Hi all,
I’ve really appreciate some help. I’m working with the observations data for the Biodiversity portfolio project. It has 3 columns: scientific_name, park_name, and observations.
I’m trying to groupby park name to get sum of observations for all species in that park.:
park_grouped_obs = observation_data.groupby(['park_name']).sum()
However the dataframe I end up with only has 1 column: observations. (Index([‘observations’], dtype=‘object’))
It looks right when I print it:

But since I can’t work with the park_name column I’m finding it difficult to make graphs.
Please help!
Nevermind, realised i needed to .reset_index()
also found a solution using as_index = False
What is the difference between using either solution?
Parameters for groupby()
from the Pandas docs:
https://pandas.pydata.org/pandas-docs/stable/reference/api/pandas.DataFrame.groupby.html
The default for the parameter, as_index=
is True which means it returns the df object with the labels as indexes.
and,
https://pandas.pydata.org/pandas-docs/stable/reference/api/pandas.DataFrame.reset_index.html
What was your code (don’t put it in a codebyte, just format it) for using reset_index()

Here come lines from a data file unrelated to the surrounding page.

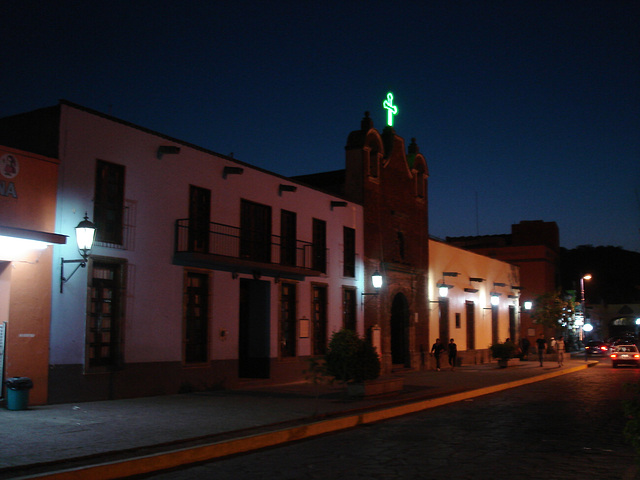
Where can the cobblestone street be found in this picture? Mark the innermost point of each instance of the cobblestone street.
(563, 428)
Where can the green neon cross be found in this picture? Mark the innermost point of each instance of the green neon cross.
(391, 108)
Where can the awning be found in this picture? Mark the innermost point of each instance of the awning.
(24, 245)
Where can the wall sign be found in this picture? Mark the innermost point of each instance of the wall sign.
(391, 108)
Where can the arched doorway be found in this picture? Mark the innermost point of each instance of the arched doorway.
(400, 330)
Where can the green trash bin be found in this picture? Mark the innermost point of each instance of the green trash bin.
(18, 392)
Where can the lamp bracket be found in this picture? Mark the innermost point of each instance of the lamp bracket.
(81, 263)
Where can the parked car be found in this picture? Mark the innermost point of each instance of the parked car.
(595, 347)
(625, 355)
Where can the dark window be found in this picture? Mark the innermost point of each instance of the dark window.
(319, 312)
(349, 252)
(196, 300)
(288, 238)
(108, 209)
(471, 325)
(349, 319)
(319, 245)
(373, 162)
(494, 324)
(513, 333)
(401, 245)
(105, 315)
(444, 319)
(199, 219)
(288, 320)
(255, 231)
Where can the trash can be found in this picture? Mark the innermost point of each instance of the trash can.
(18, 392)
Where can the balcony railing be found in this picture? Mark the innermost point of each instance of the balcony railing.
(252, 247)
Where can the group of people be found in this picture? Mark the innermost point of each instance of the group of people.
(556, 345)
(438, 348)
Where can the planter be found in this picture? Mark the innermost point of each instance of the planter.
(375, 387)
(504, 363)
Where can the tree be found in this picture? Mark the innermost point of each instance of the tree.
(351, 359)
(553, 311)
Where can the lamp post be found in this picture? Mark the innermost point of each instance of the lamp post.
(584, 306)
(85, 234)
(376, 281)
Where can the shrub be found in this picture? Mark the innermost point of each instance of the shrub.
(351, 359)
(503, 351)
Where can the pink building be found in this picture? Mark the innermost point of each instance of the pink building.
(206, 272)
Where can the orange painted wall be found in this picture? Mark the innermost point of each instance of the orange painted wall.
(27, 282)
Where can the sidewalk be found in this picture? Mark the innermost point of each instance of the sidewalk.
(146, 434)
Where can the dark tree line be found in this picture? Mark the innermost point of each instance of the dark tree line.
(616, 273)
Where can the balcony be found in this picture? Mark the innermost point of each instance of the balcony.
(224, 247)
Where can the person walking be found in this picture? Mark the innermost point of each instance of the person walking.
(524, 347)
(453, 353)
(560, 348)
(542, 345)
(436, 351)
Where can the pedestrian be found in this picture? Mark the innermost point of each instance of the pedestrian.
(453, 353)
(525, 344)
(542, 345)
(436, 351)
(560, 348)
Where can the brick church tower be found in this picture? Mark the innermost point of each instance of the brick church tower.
(391, 184)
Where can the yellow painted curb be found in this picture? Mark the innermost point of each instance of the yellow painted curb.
(177, 458)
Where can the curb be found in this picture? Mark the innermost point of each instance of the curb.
(180, 457)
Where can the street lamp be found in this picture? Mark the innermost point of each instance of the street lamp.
(85, 234)
(376, 281)
(584, 306)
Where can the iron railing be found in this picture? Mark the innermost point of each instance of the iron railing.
(238, 243)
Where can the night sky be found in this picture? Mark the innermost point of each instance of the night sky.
(524, 110)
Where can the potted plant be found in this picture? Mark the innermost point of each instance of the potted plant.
(503, 352)
(351, 359)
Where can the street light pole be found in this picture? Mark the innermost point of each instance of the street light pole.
(584, 306)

? The default for the parameter in_place
is set to False which makes a copy of the df rather than changing the original df. When you use inplace =True
it modifies the original df and returns None.
It looks like you tried this(?):
Summary
numbersObs = observations.groupby('park_name').observations.sum().reset_index()
print(numbersObs)
>> park_name observations
0 Bryce National Park 576025
1 Great Smoky Mountains National Park 431820
2 Yellowstone National Park 1443562
3 Yosemite National Park 863332
You can use matplotlib (or Seaborn) to make a viz of this. Just use park_name as the X axis and observations as the Y axis.